One of the best AND worst things about being a video game reviewer is the pure quantity of games that I play. Although at times being able to play vidya for a week non-stop means that I get to enjoy the likes of the incredible SUPERHOT: MIND CONTROL DELETE and Golf on Mars, at others, it means that I can spend 40 hours alternating between Company of Crime and Willy Morgan and the Curse of Bone Town. Although this past month has been a decidedly good one for games, playing three new releases that all reminded me of what I played as a kid has made it hard to come up with novel and witty introductions for these reviews. So, seeing as I’m starting to run out of ways to say I played another game that reminds me of the ‘90s, I’ll just say it: Mutropolis is a game that reminds me of the ‘90s.
Mutropolis, like Monkey Island and Indiana Jones and the Fountain of Youth, is a decidedly fantastic 2D point-and-click adventure game. You don the archeology boots of Henry Dijon, an archeologist from Mars who is sent to investigate Earth some 5,000 years after everyone decided to book it to The Big Red because of a natural disaster. Upon arriving on our home planet, things quickly don’t go as planned, one of your team members goes missing, and you’re tasked with finding them while also uncovering an ancient civilization.
Although the game isn’t exactly War and Peace, or Per Aspera, the tale that it tells is still fun. The story never goes anywhere unexpected, but it’s this level of familiarity that makes it so enjoyable. Mutropolis was clearly written by a team that grew up playing the same games that many of us did, which means that it's often self-aware about its nature without ever going full Borderlands. The story that the game presents is an homage to the classics, and an incredibly well-written one at that, that is deeply enjoyable for anyone that’s able to legally drink. It constantly makes references to other things that only ‘90s kids will remember, but these references make sense within the context of the game, so the result is a story that’s legitimately charming and will put a smile on just about anyone’s face.
This sentiment extends to Mutropolis’ gameplay, too. At its core, it’s no different than other point-and-click games: you start each level with a set of basic tools and a problem, you click your way around the level until you find an object that will let you solve that problem, then you repeat this process a handful of hours. Although at times these items are decidedly well-hidden, and the problems themselves are ever so slightly convoluted, neither one reaches the purely moronic level of the aforementioned Willy Morgan and the Curse of Bone Town. Instead, the puzzles simply make sense, and it’s possible, if a tad difficult, to complete the game without looking up a walkthrough, which is about as much of a compliment as a game in this genre can get.

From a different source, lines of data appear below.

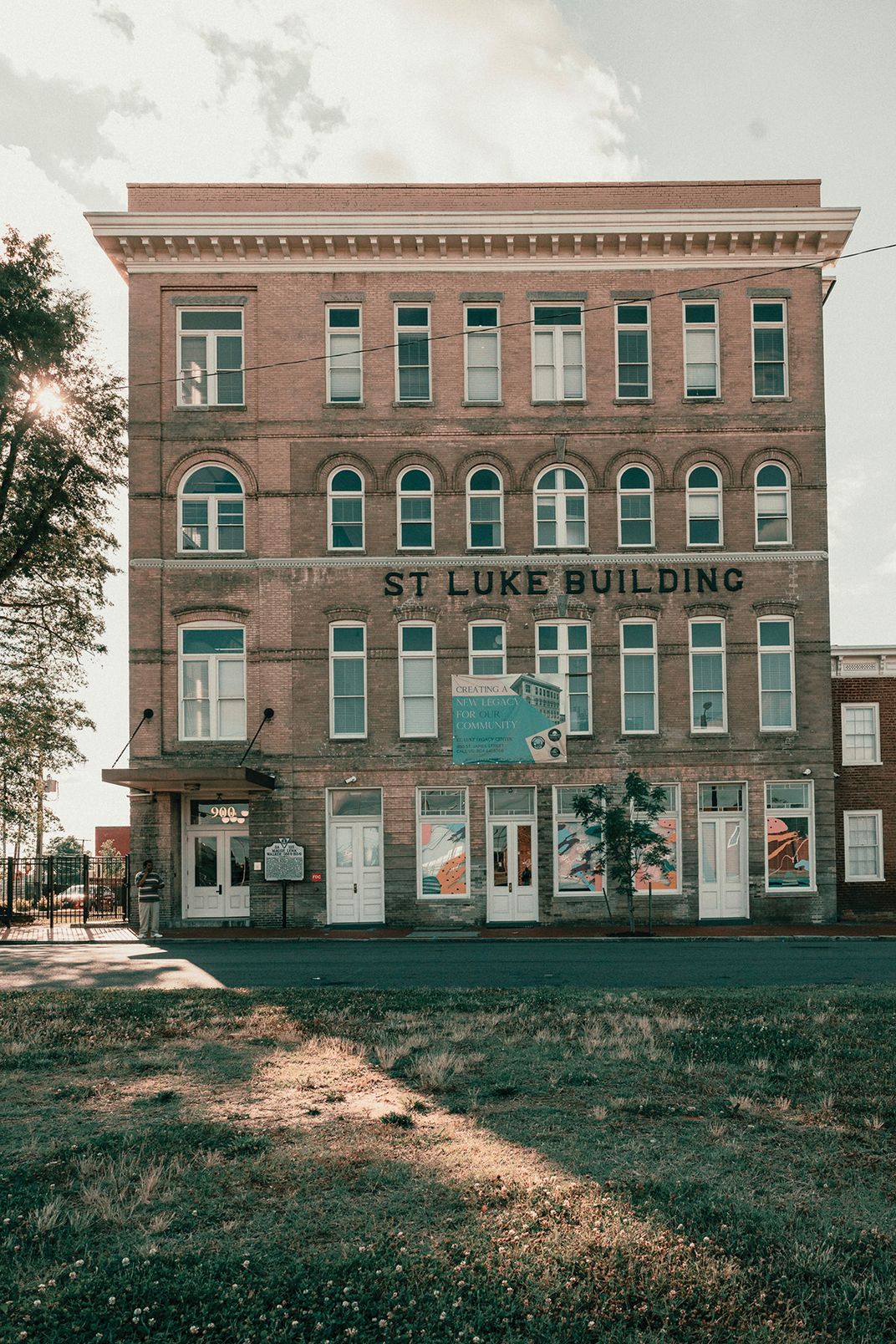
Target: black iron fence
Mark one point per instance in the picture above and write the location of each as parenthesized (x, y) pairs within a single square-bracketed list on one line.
[(66, 888)]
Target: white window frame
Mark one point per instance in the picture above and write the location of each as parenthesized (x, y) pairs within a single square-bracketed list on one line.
[(336, 359), (772, 648), (807, 811), (471, 495), (478, 654), (633, 327), (420, 820), (643, 654), (481, 331), (214, 698), (417, 656), (766, 325), (563, 654), (864, 877), (211, 335), (417, 495), (700, 327), (860, 705), (696, 651), (639, 492), (344, 495), (557, 331), (763, 491), (212, 523), (561, 522), (425, 333), (333, 658), (704, 491)]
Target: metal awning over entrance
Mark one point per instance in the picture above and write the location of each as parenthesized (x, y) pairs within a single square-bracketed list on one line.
[(239, 780)]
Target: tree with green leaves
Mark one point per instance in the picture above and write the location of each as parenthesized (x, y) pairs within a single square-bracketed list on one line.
[(626, 837)]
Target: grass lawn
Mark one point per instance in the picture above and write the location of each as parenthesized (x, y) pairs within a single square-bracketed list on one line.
[(550, 1165)]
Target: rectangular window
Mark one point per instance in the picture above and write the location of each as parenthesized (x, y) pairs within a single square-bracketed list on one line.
[(212, 685), (633, 351), (482, 355), (577, 867), (349, 680), (864, 846), (860, 726), (557, 354), (210, 353), (566, 649), (769, 349), (701, 349), (417, 679), (442, 843), (639, 651), (343, 354), (413, 354), (790, 836), (776, 707), (488, 652), (708, 702)]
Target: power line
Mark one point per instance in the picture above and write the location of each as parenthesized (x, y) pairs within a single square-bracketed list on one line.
[(527, 322)]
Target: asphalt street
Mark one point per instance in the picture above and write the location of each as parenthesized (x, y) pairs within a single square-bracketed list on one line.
[(605, 964)]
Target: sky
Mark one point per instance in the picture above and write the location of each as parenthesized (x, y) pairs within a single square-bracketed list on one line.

Both the story and the gameplay are made better, too, by Mutropolis’ absolutely fantastic visuals. It takes a lot for me to care about a game’s graphics, but Mutropolis is one of the best-looking games I’ve played in the past year. It has a similar artstyle to Broken Age, which is a compliment to say the least. At times, the game legitimately looks like something that you’d expect to see in a museum of the future, and even in the moment-to-moment point-and-clicking, it just looks great.
Unfortunately, the same can’t be said about the game’s audio, which is Mutropolis’ only real problem. Neither the music nor the voice acting is especially terrible, but given how great the rest of the game is, it’s hard not to notice the lack of strong audio. The music in the game is generally forgettable, and when characters speak, it simply doesn’t sound right. It’s safe to assume that the developers had some trouble getting voice actors during COVID-19, so it’s not entirely the game’s fault that the voicework sounds off, but it is still of note.
However, outside of this fairly minor problem, Mutropolis is an absolutely fantastic game that is a must-purchase for point-and-click fans. Although the tale it tells isn’t particularly unique, and the game’s puzzles are about as 1990s as you can possibly get, the game is self-aware about what it is and this makes it a treat for anyone who likes Harrison Ford references. When combined with the game’s superb visuals, playing Mutropolis reminded me why I spent 20-odd hours a week writing about video games instead of getting a real job.